Mistral winds freeze European ambitions
The unexpected partnership between French AI startup Mistral and Microsoft. The EU kicks out Amazon lobbyists. Sora and the age of verification.
Digital Conflicts is a bi-weekly briefing on the intersections of digital culture, AI, cybersecurity, digital rights, data privacy, and tech policy with a European focus.
Brought to you with journalistic integrity by Guerre di Rete, in partnership with the University of Bologna's Centre for Digital Ethics.
New to Digital Conflicts? Subscribe for free to receive it by email every two weeks.
N.4 - March 4, 2024
Authors: Carola Frediani and Andrea Daniele Signorelli
Index:
Freezing Mistral
Amazon and the EU
The Sora Effect
In Brief
AI
Freezing Mistral
This week we have to talk about Mistral: a French startup founded in Paris less than a year ago – in April 2023 – which raised 500 million euros in its first 8 months, with a valuation of around $2 billion last December. Mistral is the second European AI startup to raise such a substantial amount of funds, after the German Aleph Alpha.

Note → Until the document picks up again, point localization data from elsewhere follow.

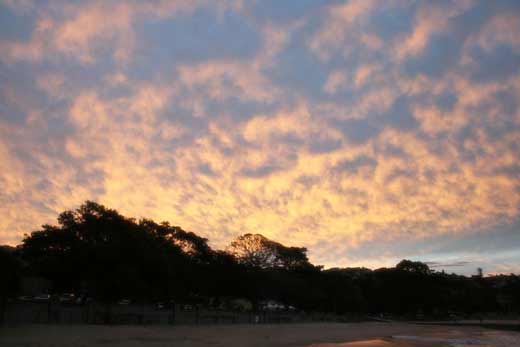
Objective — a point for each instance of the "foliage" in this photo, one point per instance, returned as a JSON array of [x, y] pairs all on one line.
[[97, 252]]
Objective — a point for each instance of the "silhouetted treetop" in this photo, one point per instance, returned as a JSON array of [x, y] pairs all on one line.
[[413, 266], [257, 251]]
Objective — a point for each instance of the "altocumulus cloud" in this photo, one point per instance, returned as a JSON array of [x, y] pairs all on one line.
[[364, 131]]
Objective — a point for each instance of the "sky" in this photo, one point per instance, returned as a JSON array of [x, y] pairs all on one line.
[[366, 131]]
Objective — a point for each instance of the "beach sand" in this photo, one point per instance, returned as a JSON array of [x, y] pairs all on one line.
[[229, 336]]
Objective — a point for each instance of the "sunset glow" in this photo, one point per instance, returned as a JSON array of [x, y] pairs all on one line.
[[366, 131]]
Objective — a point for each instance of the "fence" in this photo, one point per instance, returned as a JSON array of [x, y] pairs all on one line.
[[17, 312]]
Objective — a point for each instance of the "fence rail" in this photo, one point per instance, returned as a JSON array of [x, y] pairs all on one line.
[[95, 313]]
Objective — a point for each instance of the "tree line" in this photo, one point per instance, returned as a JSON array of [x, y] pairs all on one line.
[[97, 252]]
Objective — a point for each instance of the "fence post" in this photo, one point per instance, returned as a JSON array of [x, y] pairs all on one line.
[[3, 309], [173, 314]]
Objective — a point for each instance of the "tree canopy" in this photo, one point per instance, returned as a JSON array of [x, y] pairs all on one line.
[[95, 251]]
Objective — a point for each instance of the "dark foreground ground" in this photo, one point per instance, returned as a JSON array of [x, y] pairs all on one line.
[[247, 335]]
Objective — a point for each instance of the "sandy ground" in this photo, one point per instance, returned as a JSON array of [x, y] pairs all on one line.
[[195, 336]]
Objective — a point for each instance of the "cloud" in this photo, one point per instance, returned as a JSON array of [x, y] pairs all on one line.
[[365, 132]]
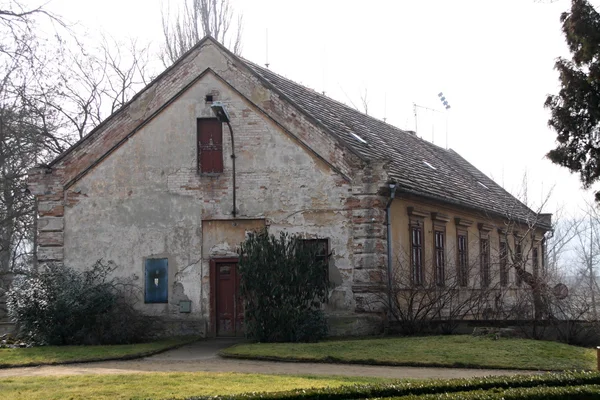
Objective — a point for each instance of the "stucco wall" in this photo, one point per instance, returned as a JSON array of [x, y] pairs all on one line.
[[497, 229], [147, 199]]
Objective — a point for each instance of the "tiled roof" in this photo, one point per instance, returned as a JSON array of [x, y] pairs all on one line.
[[418, 166]]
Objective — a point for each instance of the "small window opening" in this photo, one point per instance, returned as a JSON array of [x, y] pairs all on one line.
[[157, 285], [358, 138], [429, 165]]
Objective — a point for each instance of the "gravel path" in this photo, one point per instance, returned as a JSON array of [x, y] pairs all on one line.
[[202, 356]]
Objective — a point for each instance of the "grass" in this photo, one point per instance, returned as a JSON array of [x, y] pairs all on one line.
[[162, 385], [48, 355], [440, 351]]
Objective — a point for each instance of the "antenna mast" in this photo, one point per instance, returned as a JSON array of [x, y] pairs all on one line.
[[267, 49], [447, 107]]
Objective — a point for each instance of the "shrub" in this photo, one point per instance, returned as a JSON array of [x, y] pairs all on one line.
[[283, 282], [59, 306]]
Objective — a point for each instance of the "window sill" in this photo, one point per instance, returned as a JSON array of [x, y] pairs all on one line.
[[210, 174]]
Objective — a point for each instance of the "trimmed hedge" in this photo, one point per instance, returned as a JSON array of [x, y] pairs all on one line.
[[536, 393], [416, 388]]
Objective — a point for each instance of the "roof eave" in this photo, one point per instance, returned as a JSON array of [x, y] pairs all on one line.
[[491, 213]]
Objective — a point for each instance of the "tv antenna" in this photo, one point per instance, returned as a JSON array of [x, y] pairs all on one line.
[[447, 107], [267, 48]]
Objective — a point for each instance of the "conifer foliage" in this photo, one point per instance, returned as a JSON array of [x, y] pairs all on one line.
[[575, 110]]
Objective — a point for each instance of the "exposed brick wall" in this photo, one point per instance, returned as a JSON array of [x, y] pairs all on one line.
[[343, 202]]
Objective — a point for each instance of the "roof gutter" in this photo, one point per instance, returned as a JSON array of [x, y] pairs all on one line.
[[538, 223], [388, 217]]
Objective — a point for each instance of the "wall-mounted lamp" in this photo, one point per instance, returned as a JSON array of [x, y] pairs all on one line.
[[220, 111]]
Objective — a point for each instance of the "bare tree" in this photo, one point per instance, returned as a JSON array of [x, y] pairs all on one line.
[[196, 19]]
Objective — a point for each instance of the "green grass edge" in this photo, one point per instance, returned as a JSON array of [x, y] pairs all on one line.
[[334, 360], [99, 359], [450, 388]]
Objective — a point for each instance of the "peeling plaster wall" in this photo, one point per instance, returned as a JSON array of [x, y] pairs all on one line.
[[147, 199]]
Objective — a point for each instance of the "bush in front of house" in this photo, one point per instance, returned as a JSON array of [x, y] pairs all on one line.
[[62, 306], [284, 282], [566, 385]]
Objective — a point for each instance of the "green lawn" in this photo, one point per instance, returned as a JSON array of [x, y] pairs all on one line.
[[446, 351], [62, 354], [161, 385]]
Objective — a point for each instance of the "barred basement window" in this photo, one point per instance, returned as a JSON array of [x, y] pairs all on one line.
[[210, 145], [156, 280], [322, 249], [503, 263], [417, 254], [463, 273], [519, 260], [440, 258], [535, 261]]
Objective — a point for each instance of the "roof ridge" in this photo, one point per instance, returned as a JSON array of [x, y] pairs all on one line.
[[355, 110]]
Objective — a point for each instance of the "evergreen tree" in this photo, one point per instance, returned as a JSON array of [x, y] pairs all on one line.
[[576, 108]]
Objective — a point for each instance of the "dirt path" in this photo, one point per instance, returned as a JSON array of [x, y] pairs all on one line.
[[201, 356]]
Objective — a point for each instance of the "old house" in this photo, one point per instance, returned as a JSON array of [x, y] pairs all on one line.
[[215, 146]]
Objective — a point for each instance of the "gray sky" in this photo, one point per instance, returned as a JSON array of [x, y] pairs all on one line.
[[492, 58]]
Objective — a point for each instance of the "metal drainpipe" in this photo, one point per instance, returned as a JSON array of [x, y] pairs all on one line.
[[233, 165], [389, 243]]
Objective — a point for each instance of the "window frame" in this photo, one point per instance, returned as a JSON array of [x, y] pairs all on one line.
[[519, 259], [462, 259], [162, 300], [535, 260], [484, 256], [416, 254], [503, 262], [439, 248], [484, 261], [324, 258]]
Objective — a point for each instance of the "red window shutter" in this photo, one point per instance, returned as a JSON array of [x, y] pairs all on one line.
[[210, 146]]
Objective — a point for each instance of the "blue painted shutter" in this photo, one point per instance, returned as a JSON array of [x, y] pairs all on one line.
[[157, 285]]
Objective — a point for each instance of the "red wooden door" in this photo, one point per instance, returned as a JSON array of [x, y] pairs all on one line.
[[229, 311], [210, 145]]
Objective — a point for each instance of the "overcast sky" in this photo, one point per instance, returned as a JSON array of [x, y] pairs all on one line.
[[492, 59]]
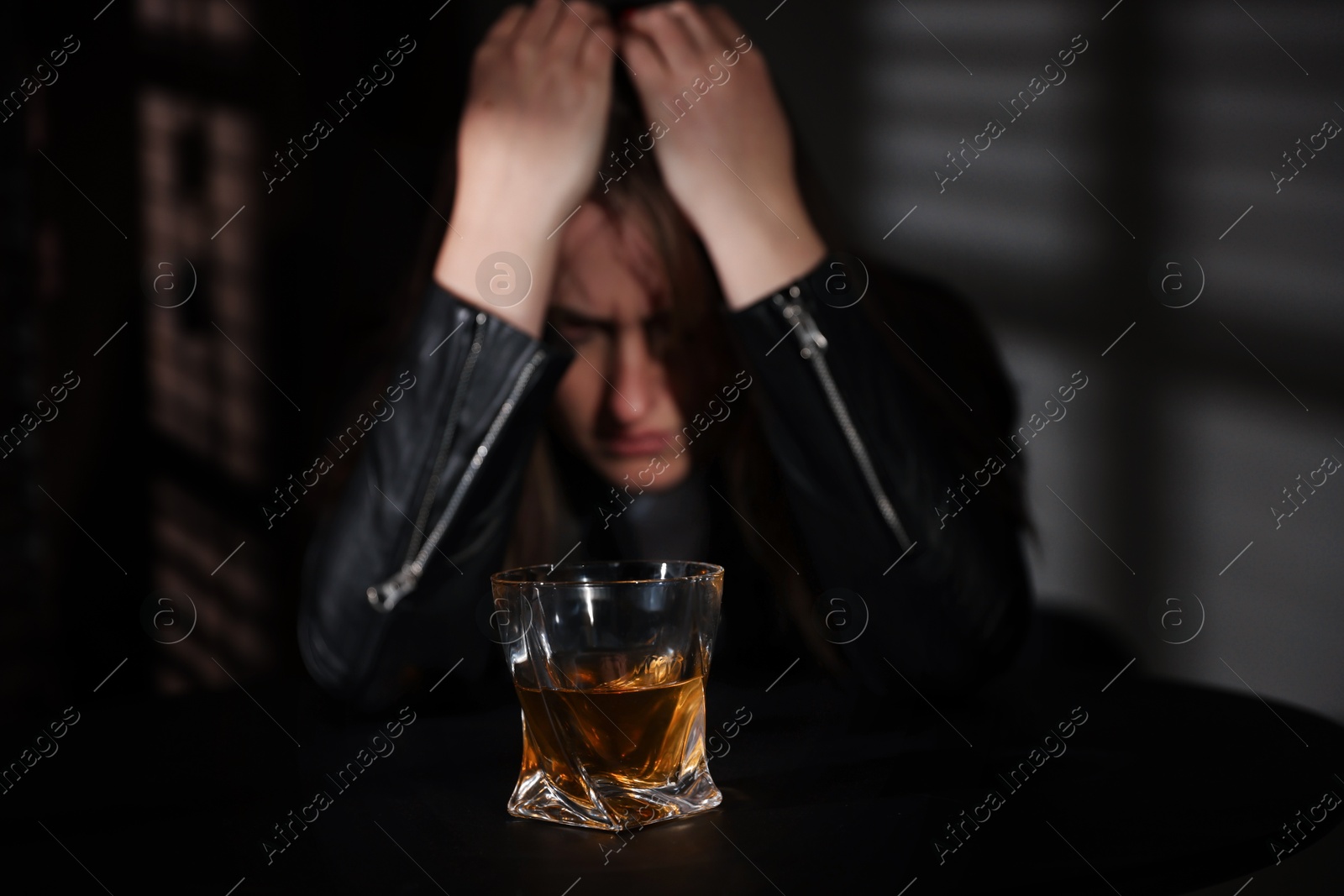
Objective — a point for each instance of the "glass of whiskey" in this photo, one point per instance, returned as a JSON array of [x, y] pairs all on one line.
[[609, 661]]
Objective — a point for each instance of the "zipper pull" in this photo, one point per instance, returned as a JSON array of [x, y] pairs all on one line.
[[811, 336], [389, 594]]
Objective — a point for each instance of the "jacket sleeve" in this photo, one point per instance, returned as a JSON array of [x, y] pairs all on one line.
[[394, 578], [867, 461]]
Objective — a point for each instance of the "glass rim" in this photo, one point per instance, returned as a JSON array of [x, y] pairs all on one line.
[[521, 575]]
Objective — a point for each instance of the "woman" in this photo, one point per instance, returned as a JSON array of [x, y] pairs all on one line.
[[665, 360]]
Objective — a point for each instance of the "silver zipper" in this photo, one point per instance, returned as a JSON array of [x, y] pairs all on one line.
[[390, 593], [445, 443], [813, 348]]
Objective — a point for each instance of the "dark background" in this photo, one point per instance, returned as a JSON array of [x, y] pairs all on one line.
[[183, 423]]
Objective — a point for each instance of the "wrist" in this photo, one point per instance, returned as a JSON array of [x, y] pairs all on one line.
[[759, 250], [499, 259]]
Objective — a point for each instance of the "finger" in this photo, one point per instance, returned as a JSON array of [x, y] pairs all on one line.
[[541, 22], [506, 26], [698, 31], [723, 24], [643, 56], [598, 47], [667, 34], [575, 27]]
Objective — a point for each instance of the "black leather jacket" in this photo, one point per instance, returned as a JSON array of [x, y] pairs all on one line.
[[864, 449]]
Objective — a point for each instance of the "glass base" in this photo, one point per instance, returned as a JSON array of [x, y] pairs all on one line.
[[611, 806]]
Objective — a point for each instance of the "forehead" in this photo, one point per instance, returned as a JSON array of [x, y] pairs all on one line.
[[608, 266]]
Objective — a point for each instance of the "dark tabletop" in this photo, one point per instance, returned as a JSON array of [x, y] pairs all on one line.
[[1163, 789]]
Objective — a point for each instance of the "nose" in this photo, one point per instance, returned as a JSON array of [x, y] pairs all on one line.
[[632, 379]]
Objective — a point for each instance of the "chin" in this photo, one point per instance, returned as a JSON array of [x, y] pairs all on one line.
[[638, 472]]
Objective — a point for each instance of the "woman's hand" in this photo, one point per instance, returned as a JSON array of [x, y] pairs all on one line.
[[727, 159], [528, 149]]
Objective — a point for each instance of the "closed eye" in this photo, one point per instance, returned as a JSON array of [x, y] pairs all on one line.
[[577, 328]]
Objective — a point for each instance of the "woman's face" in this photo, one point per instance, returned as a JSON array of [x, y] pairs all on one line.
[[616, 405]]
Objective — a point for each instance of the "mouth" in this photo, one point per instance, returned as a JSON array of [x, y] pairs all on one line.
[[636, 443]]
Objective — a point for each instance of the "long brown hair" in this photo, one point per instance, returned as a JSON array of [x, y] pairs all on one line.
[[701, 359]]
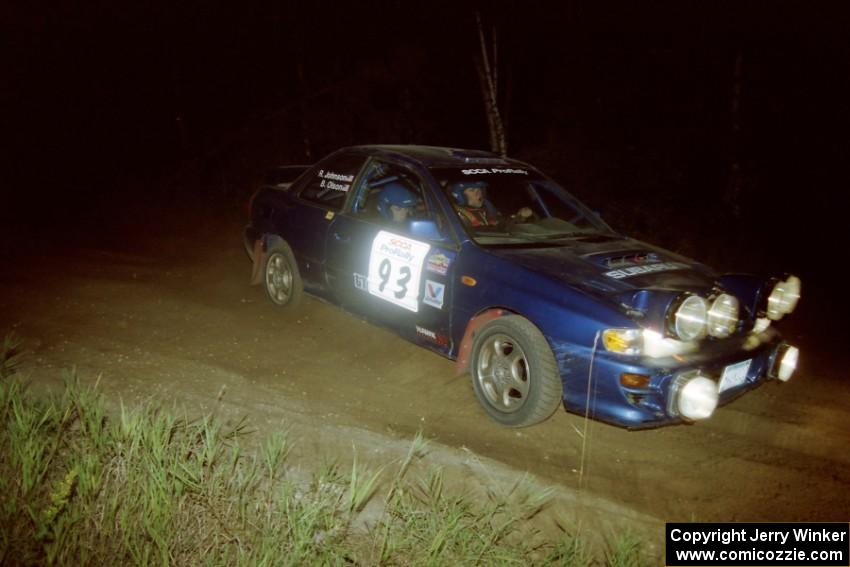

The founders come from DeepMind (CEO Arthur Mensch) and Meta (Guillaume Lample and Timothée Lacroix). Important investors come from Silicon Valley. But Mistral's founders (co-founding advisors) also include Cédric O, the former French digital minister, who has excellent relations with President Macron. "When a draft of the EU’s AI Act last year threatened to force Mistral to divulge its data recipe, Cédric O co-ordinated, with Mr Macron’s backing, a Franco-German effort to oppose such provisions. These were duly excised from the bill", writes The Economist.
This techno-political and Franco-American mix partly explains why, although Mistral presents itself as a champion of open-source AI (as opposed to the increasingly closed and proprietary approach of OpenAI) and of an emerging European tech industry, the agreement with Microsoft is the chronicle of an untold (and, as we shall see, controversial) partnership, but not an unpredictable one.
On February 26, Microsoft and Mistral announced a "multi-year partnership" that will see the startup make its language models available on Microsoft's Azure AI platform. It is the second company to do so after OpenAI. In addition, the two companies will explore collaboration around training purpose-specific models for selected customers, including European public sector workloads.
As part of the deal, Microsoft said it would invest in Mistral, although financial details were not disclosed, reports the Financial Times. However, Bloomberg mentions an investment of €15 million, which will be converted into shares in the startup's next funding round.
Microsoft has already invested around $13 billion in OpenAI, an investment that is being scrutinised by competition authorities in the US, EU and UK. The European Commission has said that regulators will analyse Microsoft's investment in Mistral AI and, according to Bloomberg, the move could lead to a formal investigation. "The Commission is looking into agreements that have been concluded between large digital market players and generative AI developers and providers", European Commission spokeswoman Lea Zuber told Politico.
But the issue is more complex than it first appears. In the European Parliament, some politicians are described by Euronews as "furious", particularly because the European regulation on artificial intelligence (AI Act) has been partially amended to accommodate the demands of companies such as Mistral, which represented the interests of both open source models and European industry.
"On a technical level and a political level, in the [European] Parliament we are extremely furious because the French government for months was making this argument of European leadership, meaning that those companies should be able to scale up without help from Chinese or US companies", said Kai Zenner, head of office and digital policy adviser for Axel Voss, MEP for the European People’s Party (EPP). "They were always blaming the Parliament that we are making it kind of impossible, for those national champions, unicorns to try to compete with their global competitors", he told Euronews. Mistral AI – Zenner added – had argued that if its demands were not met, it would be forced to work with companies such as Microsoft. "Now they have obtained all their requests, and they are still doing it, and I just find it ridiculous".
Given the timeframe required to finalise such an agreement, and the fact that the trilogue (the political negotiations between European authorities) was still ongoing in December, it is understandable that some politicians feel betrayed.
"This is a mind-blowing announcement", tweeted journalist Luca Bertuzzi, who closely followed the negotiations on the AI Act. "Mistral AI, the French company that has been fighting tooth and nail to water down the AI Act's foundation model rules, is partnering up with Microsoft. So much for 'give us a fighting chance against Big Tech’”.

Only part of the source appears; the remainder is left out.